Having said that, if Team Red Dragon hotties Ben and Constantine ever try to recruit us for anything, they won’t even have to finish the question. We’re ready to follow them everywhere for the rest of the season.
In the end, Ames and Mickey win and, unrelated, a random couple gets engaged on the beach. Coincidence? We thinks NOT.
That night, Ashley is literally on the prowl in her jungle-print dress. Mickey thinks she looks hot. Ames uses this opportunity to trap her in an elevator and suck on her face. They are randomly interrupted on the way up, to which Ashley remarks “Oh, shoots.” Ames says he’s totally falling for Ashley. Could that be the concussion talking? They head up to the roof for a nice view.
Somehow, Ben F. found himself a cheesy yellow sweater. She kisses him anyway. Ben tells the camera he’s on the path to love and his feelings for Ashley are stronger than they’ve ever been. He calls himself “the biggest skeptic of all,” which is doubtful since we’ve met Bentley.
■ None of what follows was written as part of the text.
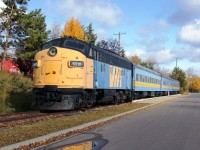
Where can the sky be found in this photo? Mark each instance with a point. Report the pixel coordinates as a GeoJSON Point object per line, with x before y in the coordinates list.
{"type": "Point", "coordinates": [159, 30]}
Is he another guy who just came on the show to drink, plug his wine and have a good time? Or … to bond with Constantine, his long-lost brotha from anotha motha?
The guys then go back to their favorite pastime — dissing Ryan. Ben wants Ashley to see the real Ryan. But all we hear is that the real Ryan is just exuberant and happy. Is that really the worst anyone can say about him.
Blake: “The prevailing winds are saying that Ryan shouldn’t be here. We just have fundamental differences. If Ryan gets the rose tonight, I would be livid. I would probably just pack up and go home.” BUT WHY? Is he secretly gay or something?
Mr. Sunshine gets the rose. Ben is bummed about Ashley’s decision. She hasn’t experienced the Ryan they all know and “can’t stand.” She let him down. He can now join everyone else watching this season.